B.   Orta Yolu Bulmak

  1. Erdem, tutkuların, duyguların bir eğilimidir. Bütün duygular aşırılıklara olanak verir: kimileri çok fazla şefkat hisseder, diğerleri öyle soğuktur ki, çok az şefkat gösterir ya da hiç göstermezler. Öfke, korkusuzluk, vb.de de durum benzerdir. Bütün bunlarda iki aşırı uç vardır ve ortası en iyisi gibi görünmektedir.
  2. Bilgece ya da sağgörülü olan şey, tutkuları ılımlılaştırmaktır. İyi hayatlar yaşayan, bilge, sağgörülü kişilerin yaptığı budur. Erdem iyi hayatlar yaşamamıza olanak sağladığına göre, ölçülülüğe, iki aşırı uç arasındaki orta yolu seçmeye eğilim olmalıdır.
  3. Sanat ile bir karşılaştırma yapmak akıl çelici.

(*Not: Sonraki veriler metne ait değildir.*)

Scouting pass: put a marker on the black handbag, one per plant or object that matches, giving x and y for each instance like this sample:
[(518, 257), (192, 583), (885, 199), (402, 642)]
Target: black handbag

C.   Rasyonel Algı Tarafından Belirlenmiş Olarak

  1. Arkadaşlıkla ilişkili etkinliklerde, nadiren hesap yapar ya da ne yapacağımız konusunda açık şekilde düşünürüz. Etkinliğin bir kendiliğindenliği vardır, ama gene de rasyoneldir.  
  2. Diğer erdem etkinliklerinde de bu böyledir: erdemli kişi yapılması doğru olan şeyin ne  olduğunu algılar ve onu yapar. Ölçülü kişi, artık yettiğinde bunu görür ve hisseder. Cesur kişi, ne zaman kaçılacağını, ne zaman kaçılmayacağını görüverir. 
  3. Ahlaksal eğitimin amacı, aklı ve duyguları öyle eğitmektir ki, orta yolu kendiliğinden seçebilelim, böyle yapmaktan zevk alalım.

D.   Alışkanlıkla Edinilen

  1. Adil olmayı adil eylemler gerçekleştirerek öğreniriz. Ölçülü olmayı ölçülü eylemler gerçekleştirerek öğreniriz. Cesur olmayı cesur eylemler gerçekleştirerek öğreniriz.
  2. Aristoteles çocukların ve gençlerin ahlaksal formasyonu ile özellikle ilgilenir. İnsanların tamamen erdemli olana kadar bunları yapmaya zorlanmaları gerekeceğini kabul eder. Maalesef, bazılarının bütün hayatları boyunca zorlnması gerekir.

 

 



[1] Türkçe’ye çeviren: Saffet Babür, Kebikeç Yayınları, Ankara 2005,1097a25-1097b.